Penn discussed that he was never a fan of politics, but his family’s values instilled political topics in his mind, as his grandparents marched with Gandhi during the Indian independence movement. Given that politics have always run in his veins, when faced with the opportunity to meet Obama during his presidential campaign in 2007, Penn took it.

Penn joined Obama’s campaign as a celebrity volunteer in 2007 and later joined the administration in the Office of Public Engagement, serving on the National Arts Policy Committee in 2008 and serving as the Asian-American and Pacific Islanders liaison.

Penn said almost everyone in the Office of Public Engagement had taken a leave of absence from their previous jobs to try to make the country better through work with the Obama administration. Penn said his coworkers’ careers were wide-ranging, having worked alongside a pediatrician, a clean energy worker and more.

“I still continue to get a lot of questions like, ‘Wow, you took a leave of absence to work in government,’ but the truth was thousands of other people were doing the exact same thing,” Penn said. “I was in the company of really inspiring people.”

Aside from his career in politics, Penn has had roles in films, including the “Harold and Kumar” movie series, as well as television shows, such as “House” and “Designated Survivor.”

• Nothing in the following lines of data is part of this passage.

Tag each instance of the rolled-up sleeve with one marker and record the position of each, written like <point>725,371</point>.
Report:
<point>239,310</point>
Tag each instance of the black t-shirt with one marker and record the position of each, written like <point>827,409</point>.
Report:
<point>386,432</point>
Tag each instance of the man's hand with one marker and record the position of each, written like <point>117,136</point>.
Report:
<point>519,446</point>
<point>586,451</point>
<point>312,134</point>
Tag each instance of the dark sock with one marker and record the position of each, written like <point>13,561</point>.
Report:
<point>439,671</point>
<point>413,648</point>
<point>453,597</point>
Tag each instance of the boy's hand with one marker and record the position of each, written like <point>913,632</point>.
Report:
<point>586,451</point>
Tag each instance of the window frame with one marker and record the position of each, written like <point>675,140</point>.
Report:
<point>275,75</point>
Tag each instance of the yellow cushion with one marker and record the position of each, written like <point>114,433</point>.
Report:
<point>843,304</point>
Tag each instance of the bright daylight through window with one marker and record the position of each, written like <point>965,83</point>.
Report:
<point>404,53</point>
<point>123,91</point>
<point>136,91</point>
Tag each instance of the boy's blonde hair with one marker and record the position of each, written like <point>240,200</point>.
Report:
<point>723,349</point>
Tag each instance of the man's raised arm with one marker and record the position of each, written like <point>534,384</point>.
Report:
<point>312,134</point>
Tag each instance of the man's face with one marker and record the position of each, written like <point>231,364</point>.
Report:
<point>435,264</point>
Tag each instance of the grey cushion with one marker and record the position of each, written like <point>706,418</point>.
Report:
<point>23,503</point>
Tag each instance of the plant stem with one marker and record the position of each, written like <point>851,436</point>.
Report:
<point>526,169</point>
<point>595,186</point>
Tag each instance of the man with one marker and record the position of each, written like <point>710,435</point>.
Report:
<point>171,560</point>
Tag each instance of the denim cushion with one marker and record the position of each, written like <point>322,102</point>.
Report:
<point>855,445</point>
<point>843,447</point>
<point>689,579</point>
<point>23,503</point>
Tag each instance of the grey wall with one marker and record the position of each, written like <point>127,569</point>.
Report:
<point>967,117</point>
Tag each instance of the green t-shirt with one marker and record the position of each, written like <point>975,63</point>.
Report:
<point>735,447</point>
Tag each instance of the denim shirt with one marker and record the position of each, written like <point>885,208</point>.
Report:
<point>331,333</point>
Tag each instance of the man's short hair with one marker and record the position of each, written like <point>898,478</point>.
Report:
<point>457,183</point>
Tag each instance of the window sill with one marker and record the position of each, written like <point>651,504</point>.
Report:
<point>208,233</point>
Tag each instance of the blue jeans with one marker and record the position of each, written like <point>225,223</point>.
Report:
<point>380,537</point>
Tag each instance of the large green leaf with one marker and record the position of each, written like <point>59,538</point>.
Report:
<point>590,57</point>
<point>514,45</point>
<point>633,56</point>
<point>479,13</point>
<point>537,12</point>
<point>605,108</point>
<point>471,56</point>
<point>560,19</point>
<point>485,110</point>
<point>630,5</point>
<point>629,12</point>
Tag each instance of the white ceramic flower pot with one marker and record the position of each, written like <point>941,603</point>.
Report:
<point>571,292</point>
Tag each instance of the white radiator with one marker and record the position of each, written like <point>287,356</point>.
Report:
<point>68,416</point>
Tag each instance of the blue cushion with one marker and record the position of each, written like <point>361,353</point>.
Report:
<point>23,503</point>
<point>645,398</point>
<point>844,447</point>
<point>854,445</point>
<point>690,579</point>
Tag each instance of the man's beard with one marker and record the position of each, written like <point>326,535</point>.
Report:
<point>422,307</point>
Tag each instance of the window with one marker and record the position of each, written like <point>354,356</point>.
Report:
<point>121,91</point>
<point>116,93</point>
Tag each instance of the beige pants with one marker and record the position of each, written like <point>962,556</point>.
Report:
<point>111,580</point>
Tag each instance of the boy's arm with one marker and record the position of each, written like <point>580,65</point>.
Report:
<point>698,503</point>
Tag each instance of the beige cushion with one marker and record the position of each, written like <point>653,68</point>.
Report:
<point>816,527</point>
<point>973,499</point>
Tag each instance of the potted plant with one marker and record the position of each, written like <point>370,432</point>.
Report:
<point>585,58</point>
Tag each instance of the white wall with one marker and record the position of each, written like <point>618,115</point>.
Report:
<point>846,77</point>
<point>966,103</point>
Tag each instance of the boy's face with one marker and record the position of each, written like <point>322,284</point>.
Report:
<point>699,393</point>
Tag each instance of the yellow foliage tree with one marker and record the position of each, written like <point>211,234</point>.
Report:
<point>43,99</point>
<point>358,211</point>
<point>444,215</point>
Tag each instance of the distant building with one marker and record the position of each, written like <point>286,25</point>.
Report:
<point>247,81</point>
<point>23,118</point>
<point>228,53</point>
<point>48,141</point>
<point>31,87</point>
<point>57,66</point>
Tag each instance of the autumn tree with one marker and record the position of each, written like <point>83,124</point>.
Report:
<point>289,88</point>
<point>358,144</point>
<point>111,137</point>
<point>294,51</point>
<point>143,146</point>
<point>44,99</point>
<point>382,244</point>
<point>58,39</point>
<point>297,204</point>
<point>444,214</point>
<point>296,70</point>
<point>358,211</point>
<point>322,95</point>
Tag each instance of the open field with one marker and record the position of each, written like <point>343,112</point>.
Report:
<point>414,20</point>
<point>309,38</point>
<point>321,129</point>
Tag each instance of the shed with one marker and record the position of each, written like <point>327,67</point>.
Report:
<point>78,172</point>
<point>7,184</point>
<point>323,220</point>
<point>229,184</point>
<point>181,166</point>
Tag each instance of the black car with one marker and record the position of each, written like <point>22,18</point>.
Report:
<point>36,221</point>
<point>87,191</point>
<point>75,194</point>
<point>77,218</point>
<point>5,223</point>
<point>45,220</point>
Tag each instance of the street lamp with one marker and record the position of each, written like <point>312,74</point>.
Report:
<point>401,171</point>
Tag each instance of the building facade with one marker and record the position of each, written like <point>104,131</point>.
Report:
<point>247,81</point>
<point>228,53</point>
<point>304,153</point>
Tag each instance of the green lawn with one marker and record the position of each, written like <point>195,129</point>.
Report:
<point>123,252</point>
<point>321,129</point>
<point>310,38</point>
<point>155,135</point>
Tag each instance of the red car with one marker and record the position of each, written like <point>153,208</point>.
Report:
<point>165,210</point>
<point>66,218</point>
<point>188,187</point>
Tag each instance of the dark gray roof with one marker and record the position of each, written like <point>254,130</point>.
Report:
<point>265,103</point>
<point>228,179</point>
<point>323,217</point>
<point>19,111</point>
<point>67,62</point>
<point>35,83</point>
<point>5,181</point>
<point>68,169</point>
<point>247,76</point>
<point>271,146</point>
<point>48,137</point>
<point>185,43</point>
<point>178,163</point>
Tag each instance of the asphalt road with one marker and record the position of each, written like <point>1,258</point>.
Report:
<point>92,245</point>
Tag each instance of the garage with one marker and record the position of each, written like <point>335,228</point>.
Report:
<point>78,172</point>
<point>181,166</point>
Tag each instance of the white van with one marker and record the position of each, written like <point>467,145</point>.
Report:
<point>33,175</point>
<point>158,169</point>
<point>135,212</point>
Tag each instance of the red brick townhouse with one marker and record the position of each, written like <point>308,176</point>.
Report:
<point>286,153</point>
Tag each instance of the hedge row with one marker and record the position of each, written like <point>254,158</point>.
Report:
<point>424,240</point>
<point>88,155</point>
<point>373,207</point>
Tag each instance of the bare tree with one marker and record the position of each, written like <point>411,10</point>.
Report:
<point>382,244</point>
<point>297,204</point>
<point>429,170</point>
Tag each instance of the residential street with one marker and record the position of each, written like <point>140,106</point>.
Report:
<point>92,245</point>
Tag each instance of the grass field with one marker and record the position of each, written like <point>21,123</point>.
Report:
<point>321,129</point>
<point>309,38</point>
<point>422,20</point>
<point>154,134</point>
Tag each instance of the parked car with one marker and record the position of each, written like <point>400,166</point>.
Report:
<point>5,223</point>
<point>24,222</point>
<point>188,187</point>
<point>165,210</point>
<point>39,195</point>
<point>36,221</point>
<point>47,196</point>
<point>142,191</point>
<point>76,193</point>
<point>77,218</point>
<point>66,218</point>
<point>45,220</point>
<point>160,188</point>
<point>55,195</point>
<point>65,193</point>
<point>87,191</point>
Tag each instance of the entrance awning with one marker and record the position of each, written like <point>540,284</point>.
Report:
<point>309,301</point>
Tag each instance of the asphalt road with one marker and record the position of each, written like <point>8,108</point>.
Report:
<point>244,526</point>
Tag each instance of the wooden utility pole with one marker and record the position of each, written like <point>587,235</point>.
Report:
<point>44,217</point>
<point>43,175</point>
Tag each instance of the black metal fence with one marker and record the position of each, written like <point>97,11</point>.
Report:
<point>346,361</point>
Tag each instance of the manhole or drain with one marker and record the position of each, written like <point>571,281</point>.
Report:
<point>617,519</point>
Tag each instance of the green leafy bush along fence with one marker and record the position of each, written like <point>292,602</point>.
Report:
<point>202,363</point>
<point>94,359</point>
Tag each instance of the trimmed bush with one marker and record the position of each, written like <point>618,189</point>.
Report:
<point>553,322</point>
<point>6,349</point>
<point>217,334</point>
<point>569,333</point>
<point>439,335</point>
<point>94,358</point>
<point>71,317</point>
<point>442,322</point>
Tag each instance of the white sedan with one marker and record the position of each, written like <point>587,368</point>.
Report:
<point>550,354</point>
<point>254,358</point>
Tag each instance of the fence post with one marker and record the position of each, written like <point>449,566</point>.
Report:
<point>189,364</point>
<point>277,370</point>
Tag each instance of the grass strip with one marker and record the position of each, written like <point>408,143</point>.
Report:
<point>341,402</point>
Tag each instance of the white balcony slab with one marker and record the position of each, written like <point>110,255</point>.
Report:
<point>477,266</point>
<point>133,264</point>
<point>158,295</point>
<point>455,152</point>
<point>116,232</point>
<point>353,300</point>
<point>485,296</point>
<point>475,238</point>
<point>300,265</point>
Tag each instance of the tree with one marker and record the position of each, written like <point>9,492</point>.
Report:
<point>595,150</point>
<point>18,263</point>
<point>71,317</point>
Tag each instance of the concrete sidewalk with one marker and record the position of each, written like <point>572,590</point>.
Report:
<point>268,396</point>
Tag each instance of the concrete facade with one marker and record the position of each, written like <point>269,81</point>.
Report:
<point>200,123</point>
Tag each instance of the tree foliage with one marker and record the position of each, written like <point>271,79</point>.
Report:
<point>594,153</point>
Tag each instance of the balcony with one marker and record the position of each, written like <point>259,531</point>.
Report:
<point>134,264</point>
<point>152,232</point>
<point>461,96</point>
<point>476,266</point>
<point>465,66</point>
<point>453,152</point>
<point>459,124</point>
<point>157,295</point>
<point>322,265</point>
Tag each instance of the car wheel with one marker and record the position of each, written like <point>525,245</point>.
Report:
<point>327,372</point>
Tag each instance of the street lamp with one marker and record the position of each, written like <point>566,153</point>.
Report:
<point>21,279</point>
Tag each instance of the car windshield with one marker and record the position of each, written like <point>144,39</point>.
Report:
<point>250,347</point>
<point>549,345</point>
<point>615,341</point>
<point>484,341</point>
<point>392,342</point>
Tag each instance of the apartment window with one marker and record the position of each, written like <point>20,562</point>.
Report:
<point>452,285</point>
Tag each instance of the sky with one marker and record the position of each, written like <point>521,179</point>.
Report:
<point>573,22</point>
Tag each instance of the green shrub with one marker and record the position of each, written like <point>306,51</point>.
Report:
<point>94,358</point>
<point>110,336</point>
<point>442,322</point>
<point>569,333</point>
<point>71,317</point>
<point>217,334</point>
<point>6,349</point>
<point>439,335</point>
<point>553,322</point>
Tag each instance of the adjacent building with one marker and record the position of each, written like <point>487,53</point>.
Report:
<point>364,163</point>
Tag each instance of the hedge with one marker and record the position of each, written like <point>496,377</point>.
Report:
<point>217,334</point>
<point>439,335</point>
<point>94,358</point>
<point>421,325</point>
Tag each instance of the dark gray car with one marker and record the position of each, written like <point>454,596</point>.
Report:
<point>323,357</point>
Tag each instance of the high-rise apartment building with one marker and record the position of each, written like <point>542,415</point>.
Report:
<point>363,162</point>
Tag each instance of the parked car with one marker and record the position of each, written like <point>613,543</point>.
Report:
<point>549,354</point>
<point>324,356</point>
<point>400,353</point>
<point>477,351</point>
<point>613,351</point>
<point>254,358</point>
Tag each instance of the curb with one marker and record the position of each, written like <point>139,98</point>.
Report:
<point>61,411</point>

The book talk brought in a wide range of attendees, including school teachers Megan Quinn and Lisa Westholder.

Westholder, a middle school math teacher from Acero charter school in Chicago, said she did not know much about Penn prior to getting free tickets to the event, but she is now interested in reading his book.

Westholder said Penn did a good job at keeping the conversation relatable to the audience, even when talking about his work in politics.

“It went political, but in a way that you and I support,” Westholder said, referring to Quinn. “It was the conversation that we wanted to hear more often, about how we can bring change and how we can bring a more diverse platform.”

Penn said he was in a much more diverse workplace in the White House under Obama than he has experienced while working in Hollywood.

“Still to this day, from the Iowa campaign to the end of the eight years of the Obama White House, it was by far the most diverse place I’ve ever worked or had friends that worked,” Penn said. “It’s like a family after all of that time. … It was diverse, but not just ‘check the box’ diverse.”